The National Pedagogical Museum and Library of J. A. Comenius (Národní pedagogické muzeum a knihovna J. A. Komenského) is an institution in Prague that was created in 2011 by merging of two institutions: Pedagogical Museum (Valdstejnska 5) and Pedagogical Library of J. A. Comenius (Jeruzalemska 12).

== Museum of J. A. Comenius==
The museum was established in 1892 in Prague as an expression of the Czech teacher's efforts to preserve and document traditions of Czech school system and pedagogy. It is one of the oldest museums in the Czech Republic. Since 1991, it has belonged to the Ministry of Education, Youth and Sports of the Czech Republic. The museum is a research and resource centre focused on the history of Czech education, pedagogy, teachers and educatedness, referring to the life, work and legacy of John Amos Comenius.

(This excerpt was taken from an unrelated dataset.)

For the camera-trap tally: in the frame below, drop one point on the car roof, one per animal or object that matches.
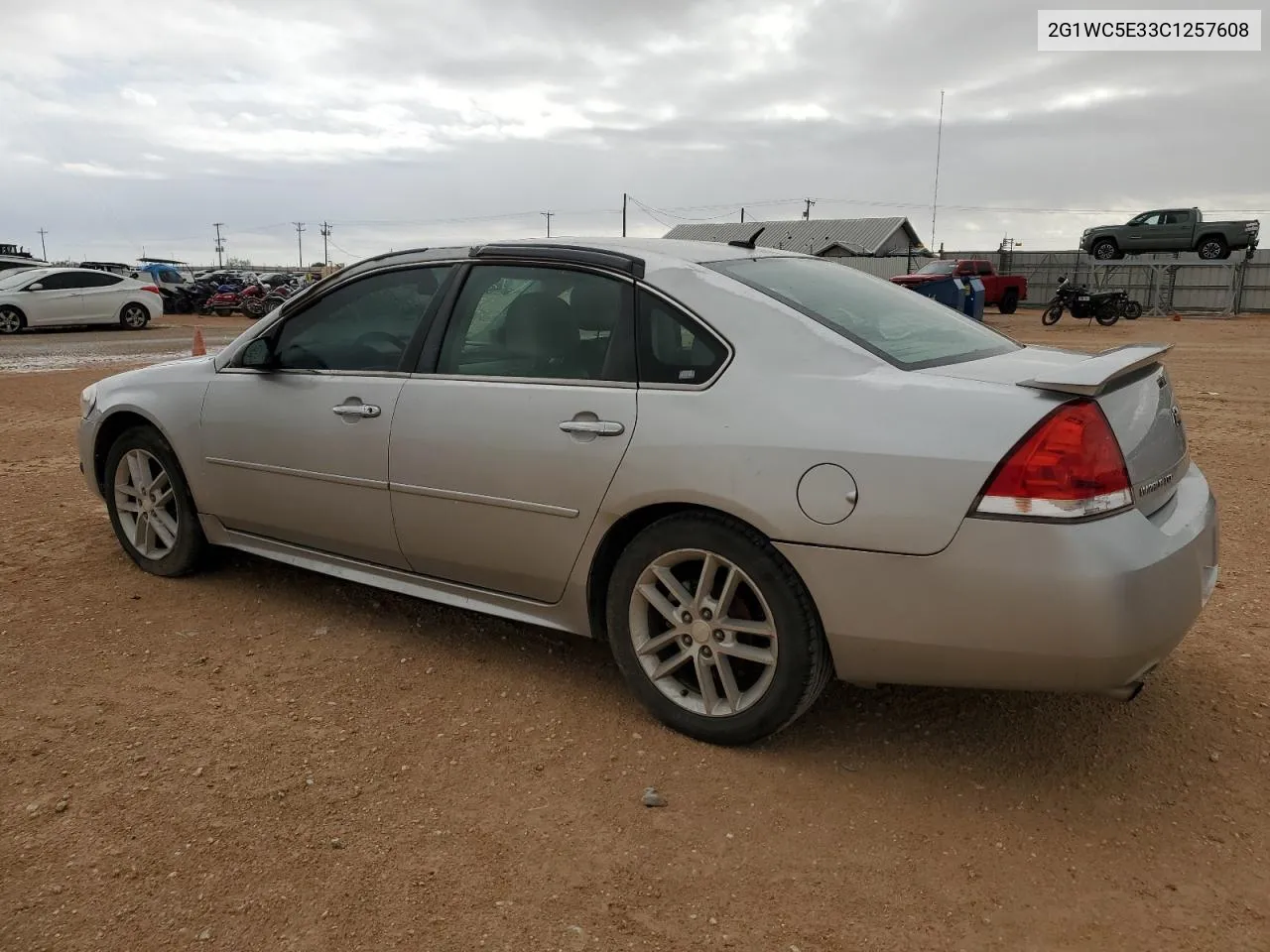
(653, 253)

Since 1996 it has found a new location in historical buildings dating back to the 14th century: The Golden Sun and The Golden Ship houses.

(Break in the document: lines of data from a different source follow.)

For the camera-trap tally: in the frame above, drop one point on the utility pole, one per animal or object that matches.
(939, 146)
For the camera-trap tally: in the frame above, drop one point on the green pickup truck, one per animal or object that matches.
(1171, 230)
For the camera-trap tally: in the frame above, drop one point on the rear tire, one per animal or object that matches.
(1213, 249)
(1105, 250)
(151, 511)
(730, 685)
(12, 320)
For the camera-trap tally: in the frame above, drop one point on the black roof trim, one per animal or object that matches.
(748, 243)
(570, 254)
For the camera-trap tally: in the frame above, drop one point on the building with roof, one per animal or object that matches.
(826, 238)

The collections comprise library items specialised in the development of Czech education in the European context, of an archive of written documents by classical authors in the field of pedagogy (including the so-called Slavín), a photo-archive and a collection of precious teaching aids including school pictures, graphic sheets, artistic prints and maps.

The Přemysl Pitter and Olga Fierz Archive forms an inseparable part of the museum.

== Pedagogical Library ==
The Pedagogical Library of J. A. Comenius in Prague is a public specialized pedagogical library contains books and magazines of education, upbringing and related sciences. The beginnings of the library are closely linked with the modern history of the independent Czechoslovak state. It came into existence in 1919 as a part of Czechoslovak Comenius Pedagogical Institute.